В окно бьет резкий порывистый ветер, черные листья акации начинают греметь, как жестяные; оказывается, давно стемнело. Соня включает настольную лампу с уютным абажуром из зеленого стекла — сейчас таких уже не делают, — подходит к окну.

— Может, закрыть?

— Нет, нет, не нужно.

Вернувшись на свое место, Соня некоторое время молчит, потом с задумчивым любопытством спрашивает:

— Ты веришь в предчувствия?.. А я поверила… Последнее письмо Илюша прислал в июле сорок четвертого года. Прочитала и поняла, что больше я его не увижу. Ни в школу, ни к старикам в тот день не пошла — так мне плохо было. Прощалась. И сейчас вот: закрою глаза — каждую строчку вижу.

Соня в самом деле закрывает их — мне почему-то становится трудно смотреть в округлые, прикрытые синеватыми веками слепые глаза с трепещущими ресницами, — странно изменившимся, каким-то летящим звонким голосом читает:

— «Родная моя!.. Второпях я всегда писал тебе о каких-то пустяках. Сегодня мы отдыхаем, впереди у меня целая вечность — весь день и вся ночь. Я хочу сказать тебе о самом главном. О том, как я счастлив. Двадцать пять лет я видел над собой небо, жил у самой лучшей в мире реки — Волги. У меня есть чудесные старики, бесконечно дорогие мне люди. Я занимался своим любимым делом — историей, которая помогла мне не столько понять прошлое, сколько оценить настоящее. Наконец, появилась ты — мое большое солнце… Это — уже полнота жизни. Я больше всего хочу, чтобы ты ощущала ее всегда, всю жизнь…»

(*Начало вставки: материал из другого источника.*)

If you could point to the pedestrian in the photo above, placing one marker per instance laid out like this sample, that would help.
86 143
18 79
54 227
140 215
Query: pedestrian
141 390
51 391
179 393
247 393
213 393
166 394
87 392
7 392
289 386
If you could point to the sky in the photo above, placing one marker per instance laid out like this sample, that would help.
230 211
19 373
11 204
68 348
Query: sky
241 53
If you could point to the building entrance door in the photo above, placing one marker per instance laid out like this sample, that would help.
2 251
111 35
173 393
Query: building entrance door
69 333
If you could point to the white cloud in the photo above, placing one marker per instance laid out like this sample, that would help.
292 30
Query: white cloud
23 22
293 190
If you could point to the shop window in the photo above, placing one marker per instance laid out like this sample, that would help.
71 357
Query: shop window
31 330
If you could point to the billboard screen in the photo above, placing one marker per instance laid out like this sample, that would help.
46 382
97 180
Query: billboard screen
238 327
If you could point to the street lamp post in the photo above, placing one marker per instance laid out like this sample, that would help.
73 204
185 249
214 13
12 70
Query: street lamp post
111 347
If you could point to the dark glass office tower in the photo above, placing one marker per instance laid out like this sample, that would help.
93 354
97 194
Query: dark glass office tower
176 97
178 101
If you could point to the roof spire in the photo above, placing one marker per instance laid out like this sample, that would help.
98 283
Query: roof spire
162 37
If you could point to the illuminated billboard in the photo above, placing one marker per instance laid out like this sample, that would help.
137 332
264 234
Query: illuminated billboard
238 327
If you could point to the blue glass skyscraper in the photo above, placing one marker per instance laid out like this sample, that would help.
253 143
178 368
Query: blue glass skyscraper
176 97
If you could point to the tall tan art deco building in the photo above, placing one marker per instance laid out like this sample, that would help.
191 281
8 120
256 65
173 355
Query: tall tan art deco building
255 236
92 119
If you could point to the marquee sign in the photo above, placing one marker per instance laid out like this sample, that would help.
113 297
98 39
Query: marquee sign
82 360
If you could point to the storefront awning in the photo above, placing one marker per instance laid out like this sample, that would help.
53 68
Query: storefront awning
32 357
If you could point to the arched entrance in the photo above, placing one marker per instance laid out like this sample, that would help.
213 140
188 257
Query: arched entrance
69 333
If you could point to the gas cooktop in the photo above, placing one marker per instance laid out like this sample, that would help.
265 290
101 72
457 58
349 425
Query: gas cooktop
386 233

Соня смотрит на меня блестящими, чуть расширенными глазами, говорит, немножко удивляясь или, скорее всего, вслух размышляя:

— Обычные слова, если их просто читать… А я еще слышу, как он произносит их. У него была такая особенность: скажет какое-нибудь самое простое слово… Ну, жизнь, допустим… И как будто на ладонь его положит — такое оно большое, увесистое. Чем-то своим он наполнял их… Вот и это письмо: оно для меня — как завещание. Я тогда с первой строчки почувствовала… А через неделю пришла ко мне Вера Павловна. Сама, впервые. И я даже не удивилась: знала — с чем… Вошла, губами пошевелила и — на пол…

Отвернувшись, Соня задергивает занавеску — там, за окном, тихонько накрапывает дождик, — просто заканчивает:

— Сразу после войны проводила стариков в Ульяновск. На родину решили вернуться. Сдали, конечно, очень… Вера Павловна еще вроде суровей стала. Дядя Вася — согнулся. Хотя и так малого роста был. Рассказывали, что когда он на свадьбе фотографировался, ему три кирпича под ноги ставили — чтоб не очень ниже супруги выглядеть… Сказалось, наверно, и то, что на пенсию ушел. Стали прощаться — заплакал. «Не забывай нас, птаха-деваха. Одна ты у нас осталась. Замуж выйдешь, дитеночка народишь, — привези хоть порадовать…» Скончался он в пятьдесят шестом. Сходила я в облоно, отпросилась и переехала…

Перейти на страницу:

Похожие книги

Аламут (ЛП)
Аламут (ЛП)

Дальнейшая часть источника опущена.